As a historian of addiction treatment and recovery in the United States, I can assure you that many past chapters within this history have been lost with only faint rumors of their existence remaining. It is my hope that the same will not be true of recovery within our current era. For those of you with a potential interest in preserving this history, listed below are activities that could help prevent such a loss.
* Collect documents, photographs, audio, video, and other artifacts that document the history of addiction treatment and recovery in your local area.
* If you are a member of a recovery mutual aid organization, other recovery community organization, or treatment organization; help create a local archive that captures and disseminates this local history.
* Record interviews with treatment and recovery elders telling their own stories and sharing local recovery milestones.
* Learn some of the basics of historical preservation to assure the safety and integrity of these collected resources. (Many invaluable historical documents have been lost to flooding, fire, theft, humidity, and insects.)
* Share aspects of these stories through presentations, articles, monographs, and books.
* Offer copies of these materials to one or more of the major addiction studies archives to assure their availability to future historians. Such archives include the Brown University Chester H. Kirk Collection on Alcoholism and Alcoholics Anonymous, the Alcohol Studies Library of Rutgers University, the Pittman Archive of the Hazelden Betty Ford Foundation, the Alcohol Research Group Library, and the Illinois Addiction Studies Archives.

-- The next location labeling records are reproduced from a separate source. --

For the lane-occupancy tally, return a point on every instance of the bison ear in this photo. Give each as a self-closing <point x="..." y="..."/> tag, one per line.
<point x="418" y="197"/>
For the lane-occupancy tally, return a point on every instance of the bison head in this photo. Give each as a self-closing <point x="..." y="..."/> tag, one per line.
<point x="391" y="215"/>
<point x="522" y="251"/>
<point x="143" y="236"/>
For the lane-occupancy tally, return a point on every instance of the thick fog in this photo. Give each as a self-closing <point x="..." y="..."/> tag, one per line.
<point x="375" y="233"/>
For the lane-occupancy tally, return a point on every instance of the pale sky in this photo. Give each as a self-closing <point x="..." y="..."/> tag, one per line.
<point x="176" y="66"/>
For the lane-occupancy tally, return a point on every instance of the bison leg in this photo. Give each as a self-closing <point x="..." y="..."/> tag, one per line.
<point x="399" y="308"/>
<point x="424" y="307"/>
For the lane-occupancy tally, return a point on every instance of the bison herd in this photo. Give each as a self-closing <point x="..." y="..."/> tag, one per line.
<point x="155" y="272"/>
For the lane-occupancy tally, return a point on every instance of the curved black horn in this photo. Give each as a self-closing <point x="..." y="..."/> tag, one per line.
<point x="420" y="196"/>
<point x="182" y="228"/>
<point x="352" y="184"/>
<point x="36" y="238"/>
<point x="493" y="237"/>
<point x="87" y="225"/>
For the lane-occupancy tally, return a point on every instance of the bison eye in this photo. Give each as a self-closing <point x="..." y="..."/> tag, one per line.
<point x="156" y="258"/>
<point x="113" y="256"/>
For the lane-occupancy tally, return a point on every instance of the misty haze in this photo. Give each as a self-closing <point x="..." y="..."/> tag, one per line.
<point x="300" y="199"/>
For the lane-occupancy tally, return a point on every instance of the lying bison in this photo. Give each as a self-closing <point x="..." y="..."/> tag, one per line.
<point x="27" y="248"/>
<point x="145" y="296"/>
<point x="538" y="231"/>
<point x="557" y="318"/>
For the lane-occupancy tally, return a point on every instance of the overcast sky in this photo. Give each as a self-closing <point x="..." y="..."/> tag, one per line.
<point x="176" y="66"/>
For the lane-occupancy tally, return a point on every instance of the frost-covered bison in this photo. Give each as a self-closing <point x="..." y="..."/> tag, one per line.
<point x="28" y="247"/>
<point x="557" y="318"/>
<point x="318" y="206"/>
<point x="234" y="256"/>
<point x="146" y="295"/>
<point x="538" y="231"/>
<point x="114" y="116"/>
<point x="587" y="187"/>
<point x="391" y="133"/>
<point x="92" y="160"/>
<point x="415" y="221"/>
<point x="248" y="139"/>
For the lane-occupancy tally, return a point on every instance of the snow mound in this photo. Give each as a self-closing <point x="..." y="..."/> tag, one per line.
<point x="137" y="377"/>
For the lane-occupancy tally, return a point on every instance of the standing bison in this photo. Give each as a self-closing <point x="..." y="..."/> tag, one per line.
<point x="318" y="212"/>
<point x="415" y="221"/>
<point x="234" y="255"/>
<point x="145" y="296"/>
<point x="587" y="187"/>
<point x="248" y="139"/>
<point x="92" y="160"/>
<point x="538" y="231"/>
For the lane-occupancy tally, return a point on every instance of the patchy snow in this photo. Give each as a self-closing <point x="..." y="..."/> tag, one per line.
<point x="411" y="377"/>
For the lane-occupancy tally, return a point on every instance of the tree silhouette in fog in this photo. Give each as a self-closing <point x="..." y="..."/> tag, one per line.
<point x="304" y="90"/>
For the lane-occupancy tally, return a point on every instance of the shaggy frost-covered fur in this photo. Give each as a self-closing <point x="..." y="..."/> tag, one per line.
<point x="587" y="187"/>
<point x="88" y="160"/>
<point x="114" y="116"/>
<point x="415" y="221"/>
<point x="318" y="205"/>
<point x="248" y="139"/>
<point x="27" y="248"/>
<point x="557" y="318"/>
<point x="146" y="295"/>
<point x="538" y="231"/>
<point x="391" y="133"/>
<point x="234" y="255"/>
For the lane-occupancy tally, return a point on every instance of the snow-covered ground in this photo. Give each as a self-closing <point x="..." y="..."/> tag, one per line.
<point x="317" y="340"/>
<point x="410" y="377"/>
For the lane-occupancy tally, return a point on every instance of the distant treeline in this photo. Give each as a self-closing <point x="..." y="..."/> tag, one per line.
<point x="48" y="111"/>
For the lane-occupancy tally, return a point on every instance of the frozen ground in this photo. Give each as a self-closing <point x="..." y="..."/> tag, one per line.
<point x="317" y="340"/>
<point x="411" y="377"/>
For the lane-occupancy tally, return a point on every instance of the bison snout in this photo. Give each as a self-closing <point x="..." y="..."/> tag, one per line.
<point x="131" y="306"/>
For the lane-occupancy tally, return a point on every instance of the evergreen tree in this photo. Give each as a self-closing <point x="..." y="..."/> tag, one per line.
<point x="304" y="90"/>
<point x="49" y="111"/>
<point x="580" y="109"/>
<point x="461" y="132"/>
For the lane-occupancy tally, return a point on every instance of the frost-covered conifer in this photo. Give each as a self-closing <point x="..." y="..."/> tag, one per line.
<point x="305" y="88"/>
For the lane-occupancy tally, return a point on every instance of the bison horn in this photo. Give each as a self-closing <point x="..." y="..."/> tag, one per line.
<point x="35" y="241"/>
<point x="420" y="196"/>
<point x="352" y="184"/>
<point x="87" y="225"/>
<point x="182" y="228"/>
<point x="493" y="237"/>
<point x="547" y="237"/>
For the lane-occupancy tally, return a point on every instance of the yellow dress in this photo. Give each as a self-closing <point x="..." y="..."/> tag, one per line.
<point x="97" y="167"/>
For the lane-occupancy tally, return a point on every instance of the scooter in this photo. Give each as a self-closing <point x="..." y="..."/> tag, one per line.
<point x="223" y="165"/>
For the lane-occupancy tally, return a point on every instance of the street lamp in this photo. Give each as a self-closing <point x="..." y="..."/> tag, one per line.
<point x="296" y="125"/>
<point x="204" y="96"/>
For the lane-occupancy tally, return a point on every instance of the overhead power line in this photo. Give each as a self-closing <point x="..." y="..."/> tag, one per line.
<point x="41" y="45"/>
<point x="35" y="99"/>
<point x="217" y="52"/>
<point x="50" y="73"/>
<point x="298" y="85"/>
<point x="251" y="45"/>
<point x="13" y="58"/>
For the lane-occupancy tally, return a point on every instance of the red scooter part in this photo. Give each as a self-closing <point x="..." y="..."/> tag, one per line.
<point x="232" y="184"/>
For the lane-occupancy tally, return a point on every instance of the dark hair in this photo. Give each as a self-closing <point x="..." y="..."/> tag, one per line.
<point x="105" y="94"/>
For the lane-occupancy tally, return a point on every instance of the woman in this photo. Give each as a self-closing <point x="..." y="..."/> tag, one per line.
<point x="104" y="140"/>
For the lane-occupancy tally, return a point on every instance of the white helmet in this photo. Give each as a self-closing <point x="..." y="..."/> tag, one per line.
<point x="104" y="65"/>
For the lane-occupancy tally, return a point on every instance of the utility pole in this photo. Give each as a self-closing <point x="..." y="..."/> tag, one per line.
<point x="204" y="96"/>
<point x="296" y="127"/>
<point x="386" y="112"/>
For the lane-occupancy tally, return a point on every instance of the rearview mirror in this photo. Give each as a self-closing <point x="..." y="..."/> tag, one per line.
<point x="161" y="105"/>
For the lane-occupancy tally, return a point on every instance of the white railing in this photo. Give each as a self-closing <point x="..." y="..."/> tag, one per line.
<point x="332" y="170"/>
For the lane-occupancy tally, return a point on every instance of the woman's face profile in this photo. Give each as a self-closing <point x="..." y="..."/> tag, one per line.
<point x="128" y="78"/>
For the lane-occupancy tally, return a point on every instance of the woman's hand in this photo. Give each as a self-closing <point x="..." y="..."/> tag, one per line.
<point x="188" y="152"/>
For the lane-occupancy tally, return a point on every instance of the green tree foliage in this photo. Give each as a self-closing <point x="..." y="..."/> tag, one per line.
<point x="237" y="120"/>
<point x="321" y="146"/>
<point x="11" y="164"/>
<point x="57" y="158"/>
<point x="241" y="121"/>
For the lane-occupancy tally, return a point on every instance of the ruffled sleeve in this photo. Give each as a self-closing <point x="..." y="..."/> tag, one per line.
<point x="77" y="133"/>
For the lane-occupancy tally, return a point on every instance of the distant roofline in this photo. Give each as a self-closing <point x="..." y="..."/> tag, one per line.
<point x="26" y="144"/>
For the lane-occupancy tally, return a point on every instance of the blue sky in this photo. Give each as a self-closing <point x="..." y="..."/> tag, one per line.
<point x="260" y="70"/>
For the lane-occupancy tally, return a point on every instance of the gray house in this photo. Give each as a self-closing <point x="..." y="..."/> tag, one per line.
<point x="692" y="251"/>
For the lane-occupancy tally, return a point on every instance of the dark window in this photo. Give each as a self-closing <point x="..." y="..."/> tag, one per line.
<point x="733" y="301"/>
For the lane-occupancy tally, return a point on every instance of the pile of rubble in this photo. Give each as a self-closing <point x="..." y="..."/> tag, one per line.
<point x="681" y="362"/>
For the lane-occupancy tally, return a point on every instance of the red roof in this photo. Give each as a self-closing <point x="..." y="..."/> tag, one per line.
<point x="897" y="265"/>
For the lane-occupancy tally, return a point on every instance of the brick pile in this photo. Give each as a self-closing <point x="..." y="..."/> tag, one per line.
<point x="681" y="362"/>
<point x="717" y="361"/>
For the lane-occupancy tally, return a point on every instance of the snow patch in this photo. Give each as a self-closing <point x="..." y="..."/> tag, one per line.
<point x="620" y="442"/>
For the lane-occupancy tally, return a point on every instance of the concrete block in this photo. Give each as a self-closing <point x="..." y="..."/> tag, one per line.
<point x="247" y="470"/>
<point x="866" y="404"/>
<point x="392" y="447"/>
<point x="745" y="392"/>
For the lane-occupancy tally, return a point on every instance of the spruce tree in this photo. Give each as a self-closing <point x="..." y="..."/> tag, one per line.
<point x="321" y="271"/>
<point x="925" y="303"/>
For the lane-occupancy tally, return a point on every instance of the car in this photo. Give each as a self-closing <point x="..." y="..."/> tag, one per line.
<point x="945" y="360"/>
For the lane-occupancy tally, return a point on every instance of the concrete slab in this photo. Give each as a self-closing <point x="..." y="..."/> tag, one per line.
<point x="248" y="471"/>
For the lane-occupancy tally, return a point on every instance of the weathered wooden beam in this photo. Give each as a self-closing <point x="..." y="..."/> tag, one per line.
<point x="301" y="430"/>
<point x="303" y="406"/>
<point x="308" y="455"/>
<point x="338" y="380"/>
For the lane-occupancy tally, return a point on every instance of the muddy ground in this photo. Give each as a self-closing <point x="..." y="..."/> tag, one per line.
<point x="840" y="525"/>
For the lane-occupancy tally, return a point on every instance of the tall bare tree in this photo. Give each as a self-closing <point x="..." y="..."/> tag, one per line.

I have proposed through my writings that people in recovery should be viewed as a people—an indigenous culture with their own distinct institutions, languages, symbols, rituals, music, art, and rituals worthy of historical investigation and preservation. Perhaps you can play a role in such historical research and preservation. The shift to a recovery paradigm deserves careful national and local documentation. Those of us on the front lines of this movement must serve as witnesses and the archivists of this revolution in thinking and service practices.